I do a lot at the office, even if sometimes I don't feel like doing anything at all. One of the not-made-up-but-looks-made-up titles I have is effectively "facilities manager." And being that I am facilities manager, I decided that our landscaping needs some serious help. Our building is located right between two busy restaurants (that serve alcohol) and across the street from a newly finished construction site. The parking lot that is sandwiched between our building and our neighboring restaurant is a breeding ground for trash. I don't think the weird wind patterns help. So yesterday, as I was managing my facility by picking up trash, pulling weeds, and sorting between our pretty (expensive) decorative rocks and random pieces of concrete, a guy walks by, stops in his tracks and says, "Shit girl, what are you doing? That's a man's job!" To which I replied that no, it wasn't a man's job and besides, at least it got me in the sun and away from my desk and he said, "Well, I guess it ain't exactly hard work," as if to imply that women can't do hard work.
He wished me well and said that as long as I was getting paid for it, and I was happy, that was the important thing.
Well said, sir.
I continued my way around the building. The other side of our building serves as a smoking post for one of the restaurants and their were cigarette butts EVERYWHERE. There were a lot on the other side, but nothing like this.
Side note: When I was younger and my dad had reroofed our house, he paid each of us kids a penny a nail. We spent a whole summer scouring the yard for nails, just so we could earn enough pennies to go to the Drive-Thur and buy candy cigarettes. (Ah, the irony.)
This, of course, is where I got the idea. I want to write the owner of the restaurant and encourage him to have his employees use the smoking booth that is provided about 50 feet away from our office, and if not, I would charge a quarter per butt that I have to pick up. I'm certain that I could make a fortune. I also wondered how ethical it would be to just pay a homeless person like. . . $20 to pick up as many as possible in one hour. How hard would they work for an hour?
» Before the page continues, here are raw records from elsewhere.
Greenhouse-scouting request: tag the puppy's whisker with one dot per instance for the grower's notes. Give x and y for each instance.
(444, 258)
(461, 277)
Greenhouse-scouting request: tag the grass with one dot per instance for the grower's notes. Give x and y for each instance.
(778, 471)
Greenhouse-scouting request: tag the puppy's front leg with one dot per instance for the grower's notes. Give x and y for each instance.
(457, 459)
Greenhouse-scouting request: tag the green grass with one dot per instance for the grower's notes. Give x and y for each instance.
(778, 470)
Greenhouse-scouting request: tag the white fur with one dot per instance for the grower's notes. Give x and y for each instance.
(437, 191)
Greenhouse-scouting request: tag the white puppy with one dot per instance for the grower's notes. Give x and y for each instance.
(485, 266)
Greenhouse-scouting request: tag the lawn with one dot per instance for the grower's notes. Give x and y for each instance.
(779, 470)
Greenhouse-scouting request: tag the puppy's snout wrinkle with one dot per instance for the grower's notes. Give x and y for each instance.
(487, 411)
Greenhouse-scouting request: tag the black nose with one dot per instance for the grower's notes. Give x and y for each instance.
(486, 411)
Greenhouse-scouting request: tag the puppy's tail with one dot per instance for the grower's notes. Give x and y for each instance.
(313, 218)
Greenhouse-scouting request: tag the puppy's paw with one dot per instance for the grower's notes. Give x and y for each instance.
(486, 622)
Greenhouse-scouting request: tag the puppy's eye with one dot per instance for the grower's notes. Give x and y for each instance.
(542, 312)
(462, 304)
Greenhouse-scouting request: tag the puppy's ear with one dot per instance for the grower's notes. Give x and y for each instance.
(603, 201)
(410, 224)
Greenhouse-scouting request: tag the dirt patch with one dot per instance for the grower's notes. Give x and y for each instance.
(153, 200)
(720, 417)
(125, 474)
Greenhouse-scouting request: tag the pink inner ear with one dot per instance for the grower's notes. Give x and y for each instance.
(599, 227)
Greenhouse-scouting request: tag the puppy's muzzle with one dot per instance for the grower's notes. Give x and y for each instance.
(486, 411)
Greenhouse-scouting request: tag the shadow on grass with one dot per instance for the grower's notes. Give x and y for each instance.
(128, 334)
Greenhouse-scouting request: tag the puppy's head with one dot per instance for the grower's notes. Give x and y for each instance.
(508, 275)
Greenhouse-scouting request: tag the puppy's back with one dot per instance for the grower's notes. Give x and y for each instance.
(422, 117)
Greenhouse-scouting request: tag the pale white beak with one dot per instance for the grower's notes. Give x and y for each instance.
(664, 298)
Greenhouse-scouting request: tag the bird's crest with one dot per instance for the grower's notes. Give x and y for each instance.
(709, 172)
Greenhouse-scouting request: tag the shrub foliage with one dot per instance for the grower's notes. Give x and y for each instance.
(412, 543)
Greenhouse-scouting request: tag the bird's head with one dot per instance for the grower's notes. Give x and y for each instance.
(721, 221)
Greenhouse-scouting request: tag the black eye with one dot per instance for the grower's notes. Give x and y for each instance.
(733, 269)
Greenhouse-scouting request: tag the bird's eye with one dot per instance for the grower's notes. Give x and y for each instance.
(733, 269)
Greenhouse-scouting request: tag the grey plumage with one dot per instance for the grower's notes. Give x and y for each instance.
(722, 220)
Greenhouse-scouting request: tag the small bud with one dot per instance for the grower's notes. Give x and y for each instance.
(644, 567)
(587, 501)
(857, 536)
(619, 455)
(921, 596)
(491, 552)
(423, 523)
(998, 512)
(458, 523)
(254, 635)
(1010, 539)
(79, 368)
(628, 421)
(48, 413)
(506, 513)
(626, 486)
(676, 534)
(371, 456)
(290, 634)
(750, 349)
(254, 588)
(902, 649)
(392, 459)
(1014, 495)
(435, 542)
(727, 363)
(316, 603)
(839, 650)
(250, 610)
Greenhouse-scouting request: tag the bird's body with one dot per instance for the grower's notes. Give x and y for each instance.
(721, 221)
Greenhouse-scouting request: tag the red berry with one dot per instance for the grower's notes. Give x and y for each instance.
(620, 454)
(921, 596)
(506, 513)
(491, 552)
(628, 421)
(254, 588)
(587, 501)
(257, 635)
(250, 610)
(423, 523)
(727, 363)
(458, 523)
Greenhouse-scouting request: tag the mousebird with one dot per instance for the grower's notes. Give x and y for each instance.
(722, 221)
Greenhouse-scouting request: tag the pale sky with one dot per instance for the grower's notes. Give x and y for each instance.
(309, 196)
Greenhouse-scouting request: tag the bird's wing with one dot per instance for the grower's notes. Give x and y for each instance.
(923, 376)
Which brings me to my last story.
A few months ago the boys and I stopped at my office to see the progress of the first floor remodel before going to City Creek. A guy knocked on the window and was sobbing - SOBBING - about how he was stranded and just needed $16 in order to buy a plane ticket to get back to Texas and could we please help? I think the boys were less affected by the story, and more anxious to get the flamboyant, crying man away from the window. We gave him money. Only, not but an hour later, we found him hitting others up at City Creek for money. James confronted the guy, and saved one family from listening, but he can't be around all the time now can he? On Wednesday, Andre and I were sitting in the car of my office lot, and there was our little gay friend, as bold as ever, hitting people up for money. Then yesterday, as I sat picking up broken glass from amongst our rocks (a task only a little less worse than picking up cigarette butts), there he was again! He knocked on one person's window and was not crying this time. But then he passed by me a few other times, mumbling the F-word under his breath. I asked him if he wasn't meant to be in Texas months ago, and he just waved his arms at me and kept walking.